Member nations have over 100 opportunities for multinational cooperation in defence, the first EU strategic Coordinated Review on annual Defence (CARD) Review has found.
The review, developed by the European Defence Agency, the EU External Action Service and the EU Military Staff, was presented to the bloc’s defence ministers on 20 November. It is a first attempt to take stock of the European defence landscape, and to find a way forward based on the needs and capabilities of individual countries.
According to the seven-page document, there are currently 55 opportunities for joint development across the various military domains, which could improve “the European capability landscape, provide operational benefits and support EU’s strategic autonomy.”
Seventeen focus on the land domain, 14 the air, 12 maritime, three cyberspace, four space and five address the ‘joint’ and ‘enabler’ domains. The review also highlighted 56 additional collaborative opportunities for research and technology.
In line with member states’ planning and interests, the report also identifies six ‘next-generation capabilities,’ where there is “good potential” for cooperation among member states.
• A joint development and acquisition of a next-generation Main Battle Tank by 2030, and short-term upgrades, allowing a “30% reduction of types and variants [...] by the mid-2030s.” Eleven countries have so far expressed interest in this cooperation;
• The development of European Patrol Class Surface Ship and an EU-wide approach to modular naval platforms. Potential for cooperation lies in joint off-the-shelf procurement, common logistics for similar vessels, and common future functional requirements were found. Seven nations have expressed interest;
• Modernisation of soldier systems in the short term, through joint procurement of existing systems and a user group for Joint Virtual Training and Exercises using common IT tools and, by the mid-2020s, development of shared architectures for all subsystems using cutting-edge technology. Ten countries expressed an interest in this cooperation;
• Development of a European capability to counter unmanned aerial systems (UAS) to improve force protection, as well as contributing to establishing a European standard for Anti Access/Area Denial (A2/AD);
• Closer European collaboration in space; and
• More cooperation on military mobility programmes, “notably air and sea lift transportation, logistic facilities and increased resilience of related IT systems and processes under hybrid warfare conditions by the mid-2020s.”

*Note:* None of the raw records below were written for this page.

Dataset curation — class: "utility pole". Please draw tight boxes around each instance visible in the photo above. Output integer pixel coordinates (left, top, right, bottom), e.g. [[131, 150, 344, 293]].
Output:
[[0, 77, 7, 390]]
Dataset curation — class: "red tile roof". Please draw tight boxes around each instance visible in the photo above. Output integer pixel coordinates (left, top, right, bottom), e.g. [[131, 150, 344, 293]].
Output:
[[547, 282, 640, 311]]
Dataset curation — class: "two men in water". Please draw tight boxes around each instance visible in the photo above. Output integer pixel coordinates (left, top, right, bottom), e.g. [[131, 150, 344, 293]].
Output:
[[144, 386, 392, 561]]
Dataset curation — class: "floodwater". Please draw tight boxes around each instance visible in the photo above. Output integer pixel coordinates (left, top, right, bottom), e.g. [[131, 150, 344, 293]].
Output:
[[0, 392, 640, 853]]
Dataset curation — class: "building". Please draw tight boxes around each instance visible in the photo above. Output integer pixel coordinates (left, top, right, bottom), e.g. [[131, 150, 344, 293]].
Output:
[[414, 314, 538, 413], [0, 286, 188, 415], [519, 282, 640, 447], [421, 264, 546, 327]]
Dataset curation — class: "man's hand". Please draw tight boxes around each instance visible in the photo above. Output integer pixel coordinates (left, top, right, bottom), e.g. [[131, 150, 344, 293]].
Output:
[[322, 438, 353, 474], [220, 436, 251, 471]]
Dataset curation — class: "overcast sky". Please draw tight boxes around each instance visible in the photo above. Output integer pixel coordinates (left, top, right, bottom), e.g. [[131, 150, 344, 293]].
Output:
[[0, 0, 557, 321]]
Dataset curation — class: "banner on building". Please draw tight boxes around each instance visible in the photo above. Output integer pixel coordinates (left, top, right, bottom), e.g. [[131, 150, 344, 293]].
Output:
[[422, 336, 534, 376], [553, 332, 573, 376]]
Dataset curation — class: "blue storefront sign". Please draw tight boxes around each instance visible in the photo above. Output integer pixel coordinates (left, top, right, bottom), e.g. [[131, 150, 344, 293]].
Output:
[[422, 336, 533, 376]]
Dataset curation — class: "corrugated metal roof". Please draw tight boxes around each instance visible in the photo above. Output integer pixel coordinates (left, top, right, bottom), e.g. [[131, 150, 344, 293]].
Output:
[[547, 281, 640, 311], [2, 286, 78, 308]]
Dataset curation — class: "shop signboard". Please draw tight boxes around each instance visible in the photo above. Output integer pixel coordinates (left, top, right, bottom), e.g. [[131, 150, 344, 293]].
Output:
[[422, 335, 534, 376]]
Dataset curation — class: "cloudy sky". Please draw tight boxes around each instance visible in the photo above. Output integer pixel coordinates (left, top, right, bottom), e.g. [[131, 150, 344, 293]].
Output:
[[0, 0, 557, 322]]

These suggestions must be seen as a way forward for EU defence, which to date has failed to resolve its major problems. Indeed, as the document highlights, EU defence “continues to be fragmented and lacks coherence in several aspects,” while participation in EU missions also appears to be very low, as personnel engaged represent 7% of all the operations.
The need for more tangible outcomes is also highlighted in the Permanent Structured Cooperation (PESCO) Strategic Review 2020, which was also presented to ministers. This highlights 26 projects which will become “fully operational” by 2025, including the European Secure Software-defined Radio (ESSOR) and military mobility.